Como sugestão para uma fala livre de 1 minuto, citando exemplos de atividades do grupo, foram dadas as seguintes questões norteadoras:

  • O que mudou no seu comportamento após o Pequeno?
  • O que costuma contar para as pessoas sobre o Pequeno?
  • O que mudou em relação à escola?
  • Comente as suas dificuldades, críticas e sugestões.
  • O que esperava do Pequeno? E agora, o que espera?

Quando solicitamos alunos voluntários para redigir/reportar as falas, nenhum se apresentou. Após insistência e promessa de que é um aprendizado importante, poucos se habilitaram e foram os mais atentos.

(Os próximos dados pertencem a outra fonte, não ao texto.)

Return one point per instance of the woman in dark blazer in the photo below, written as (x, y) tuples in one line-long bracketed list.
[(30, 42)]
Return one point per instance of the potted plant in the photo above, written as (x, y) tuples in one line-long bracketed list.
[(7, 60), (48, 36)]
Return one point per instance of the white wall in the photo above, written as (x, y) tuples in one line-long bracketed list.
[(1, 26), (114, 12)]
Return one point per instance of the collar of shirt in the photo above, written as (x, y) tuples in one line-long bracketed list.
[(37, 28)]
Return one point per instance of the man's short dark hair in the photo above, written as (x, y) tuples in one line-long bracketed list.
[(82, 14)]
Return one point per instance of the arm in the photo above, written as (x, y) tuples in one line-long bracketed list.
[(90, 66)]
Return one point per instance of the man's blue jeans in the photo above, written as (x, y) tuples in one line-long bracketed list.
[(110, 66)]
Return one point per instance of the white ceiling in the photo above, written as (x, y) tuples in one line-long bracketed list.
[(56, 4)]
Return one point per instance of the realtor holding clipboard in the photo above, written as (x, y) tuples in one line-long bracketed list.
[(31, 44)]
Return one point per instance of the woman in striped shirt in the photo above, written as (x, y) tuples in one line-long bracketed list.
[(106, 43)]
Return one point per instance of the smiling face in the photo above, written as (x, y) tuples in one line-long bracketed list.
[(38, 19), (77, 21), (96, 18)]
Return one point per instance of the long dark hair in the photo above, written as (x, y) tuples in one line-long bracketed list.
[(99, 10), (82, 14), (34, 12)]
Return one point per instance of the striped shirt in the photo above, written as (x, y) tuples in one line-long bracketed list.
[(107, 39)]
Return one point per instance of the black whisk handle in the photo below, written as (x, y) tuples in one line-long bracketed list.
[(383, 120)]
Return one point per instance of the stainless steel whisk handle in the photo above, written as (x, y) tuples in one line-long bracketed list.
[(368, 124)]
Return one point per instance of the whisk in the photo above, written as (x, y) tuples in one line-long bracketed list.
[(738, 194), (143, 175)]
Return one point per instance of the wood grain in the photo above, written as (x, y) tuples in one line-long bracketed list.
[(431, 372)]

Analisando os registros, o que se percebe de coincidência, quase unanimidade, são comentários como: os grupinhos despertaram a curiosidade dos alunos; apesar de ser muito difícil, complexo para entender; os conteúdos parecem estar todos interligados, têm relações. Dentro do primeiro comentário identificamos falas como “Não entendi como DNA é tão complexo e parecia simples. Para extrair precisa de muitos passos e substâncias”, “gosto muito de prática, precisa ter mais” e “tinha nojo dos insetos e passei a gostar, especialmente de joaninhas, passei a ter curiosidade”, o que nos indica um aumento de interesse e desconstrução de certos conhecimentos.

Já no segundo comentário, sobre a complexidade dos temas, passagens como “não entendi eletroforese”, “tive muita dificuldade em entender polimorfismo” e “fiquei com dúvidas na palestra de glutamato” estão muito presentes nos registros. A percepção da dificuldade da área do conhecimento em que estão inseridos, nos grupos do Pequeno cientista e também nas palestras, é crucial para quebrar as linhas superficiais às quais são expostos, desconstruindo a ideia de que apenas aprender os conteúdos e nomenclaturas já lhes dá domínio do conhecimento.

No terceiro e último comentário presente mais de uma vez nos relatos dos alunos, a noção de conexão entre conteúdos e áreas aparece nas vivências dos grupos de orientação. Compreender que a ciência integra seus diversos conhecimentos, e não é feita de forma isolada e solitária, é um dos aspectos mais importantes da iniciação científica promovida pelas orientações.

Neste sentido, um momento da conversa com os alunos, na tarde daquela quinta-feira, merece destaque e pode ser considerado uma síntese do que significa frequentar o Adote um cientista, pela primeira vez. Um aluno, ao se manifestar, fez uma representação através de encaixes com as mãos para demonstrar que para ele – e também para outros alunos que concordaram – a Ciência passou a significar relações que têm sempre “algo a mais”.  Completado por outro aluno que disse ter percebido que “nunca acaba/não tem fim”, “são partes que sempre se ligam”. Com estas manifestações, pareciam estar sintetizando que são diferentes níveis de organizações biológicas “ditados” pela natureza. 

Alguns outros relatos dos alunos evidenciaram que depois que começaram vir ao Adote passaram a ficar mais interessados nas aulas em suas escolas regulares e no que o professor diz, melhoraram como alunos. Fatos estes exemplificados nas seguintes falas: ”achava que era boa aluna, mas aqui percebi que tinha que mudar”, “tomo nota e às vezes olho quando conto para alguém, costumo contar para colegas, irmãos”, “comecei a gostar mais da escola, levo o conhecimento aprendido”, “comecei a observar mais o mundo, e a deixar o celular de lado”.

Texto: Bárbara Benati, Marisa Barbieri e Ricardo Marques.